私がビシュケクで一番よく買い出しに行くのがОш /オシュ/というバザールだが、ここの肉売り場では馬のコーナーもあることに気付いた。私はまだ馬肉は買ったことも調理したこともないが、そのうち使ってみたい食材である。
さて、村にいる時は入手さえ不可能だった豚肉が、ビシュケクであればいつでも買うことができる。日本人の料理レパートリーの中には、豚肉でなければ美味しくないというものもたくさんある(生姜焼きとか酢豚とか)。そういう料理をしたい時は豚肉を買い求めるわけだが、バザールで売っている肉というのは、(豚肉に限らないが)日本でスーパーで買うように薄切りに加工されているのではなく、部位ごとにブロック(塊)でド~ンと置かれているのである。そのうち写真を撮りたいと思っているが、これ、なかなかすごい光景なのである。

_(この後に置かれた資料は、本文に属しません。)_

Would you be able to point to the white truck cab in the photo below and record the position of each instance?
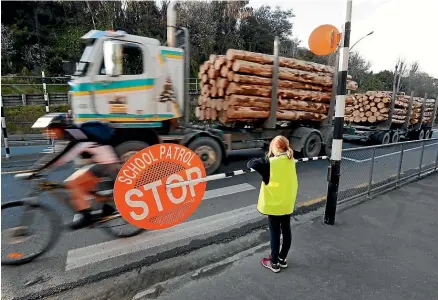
(130, 81)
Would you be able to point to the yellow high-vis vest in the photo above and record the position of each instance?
(278, 197)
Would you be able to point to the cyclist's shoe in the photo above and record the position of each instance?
(107, 210)
(85, 220)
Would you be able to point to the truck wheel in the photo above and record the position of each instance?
(384, 138)
(209, 151)
(127, 149)
(427, 134)
(395, 138)
(421, 134)
(312, 145)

肉のことなんて、正直なところ何も分からないので、ブロック肉の脂肪の量とか骨の形とかを見て、バラだのリブだの、あるいはヒレだのと勝手に想像するのである。あるいは、売り手のおばちゃんに身振り手振りで、豚のどの部分かを訊いてみるとかもする。
そうして買って来たブロックの豚肉であるが、料理に使うには薄切り、細切れにするところから始めなければならないのである。こういう作業をしていると、日本の肉屋、スーパーというのが、いかに親切なのかというのが痛感される。だって、日本なら「カレー・シチュー用」とか「とんかつ用」「生姜焼き用」とか、用途別に切られている上に、それが書かれたシールまで貼ってあるのだから(大阪では「お好み焼き用」というラベルも一般的なので驚いた。関東では見たことがないと思う)。

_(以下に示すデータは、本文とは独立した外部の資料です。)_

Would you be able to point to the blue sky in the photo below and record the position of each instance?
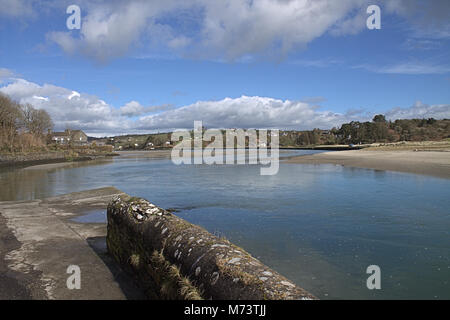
(141, 66)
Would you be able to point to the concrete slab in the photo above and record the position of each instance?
(39, 241)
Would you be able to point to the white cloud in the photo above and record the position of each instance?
(217, 29)
(98, 118)
(420, 111)
(410, 68)
(5, 74)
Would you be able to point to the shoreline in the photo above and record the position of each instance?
(431, 163)
(50, 161)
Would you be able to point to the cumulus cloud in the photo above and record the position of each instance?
(245, 112)
(229, 29)
(135, 109)
(70, 109)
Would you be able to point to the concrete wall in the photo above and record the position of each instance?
(173, 259)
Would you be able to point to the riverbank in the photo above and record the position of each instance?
(39, 239)
(45, 158)
(433, 163)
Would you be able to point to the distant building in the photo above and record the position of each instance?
(69, 136)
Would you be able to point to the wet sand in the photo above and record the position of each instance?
(433, 163)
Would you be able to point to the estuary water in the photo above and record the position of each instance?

豚肉を切っていて、日本の肉と違うと気付くことがあるのだが、それは「皮」がついているということなのである。いや、日本で流通している豚肉だって、元々は皮が付いているはずなのだが、店頭に出る過程で皮は切り落とされているから、ほとんどの消費者は皮付きの豚肉なんて見たことがないのではなかろうか。
表現・分析が間違っているかも知れないが、豚の皮というのは硬いゼラチン質である。皮を付けたまま肉を切って、たとえば豚肉と野菜の炒め物なんかを作ったとすると、食べる時にこのゼラチン質部分が口に残る。だから不味いというものではない。ただ、日本の豚肉を食べ慣れた私にとっては違和感があるだけのことだ。慣れれば「そんなものか」となってくる。それでも自分の食べ慣れた食感というのはあるので、基本的に私は調理の際には皮は落として使う。

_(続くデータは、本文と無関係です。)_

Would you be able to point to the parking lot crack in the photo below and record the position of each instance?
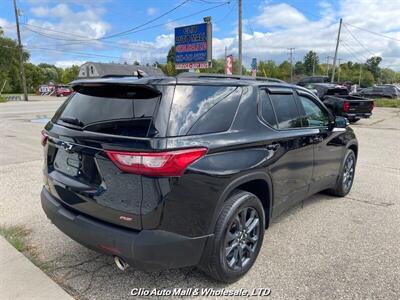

落とした皮は、それだけをカリカリになるまで炒める(揚げるといったほうがいいかも)。すると、これが香ばしくなって、酒のつまみにはピッタリという感じになる。
豚肉の皮は、実はマレーシアにいた時も体験していた。マレー人もイスラム教徒だから豚肉は食べないが、マレーシアには中国系の住民も3割くらいはいて、中華料理屋もたくさんある。そういうところで豚料理を食べると、口に残るものがあり、それが豚の皮なのであった。
日本人は豚の皮を食べない食文化を形成してしまったが、日本以外では豚の皮は普通に食されているのではないかと思う(少なくともロシア人、中国人は食べている)。日本で、流通過程で切り落とされた皮はどうなっているんだろう。
それにしても、肉をブロックで買ってきて、自分で切り分けていくというのも、面倒ではあるが楽しい作業である。帰国してからも、馴染みの肉屋さんを作って、ブロックで肉を売ってもらおうかと思うほどである。豚肉も皮付きのままで売ってもらう。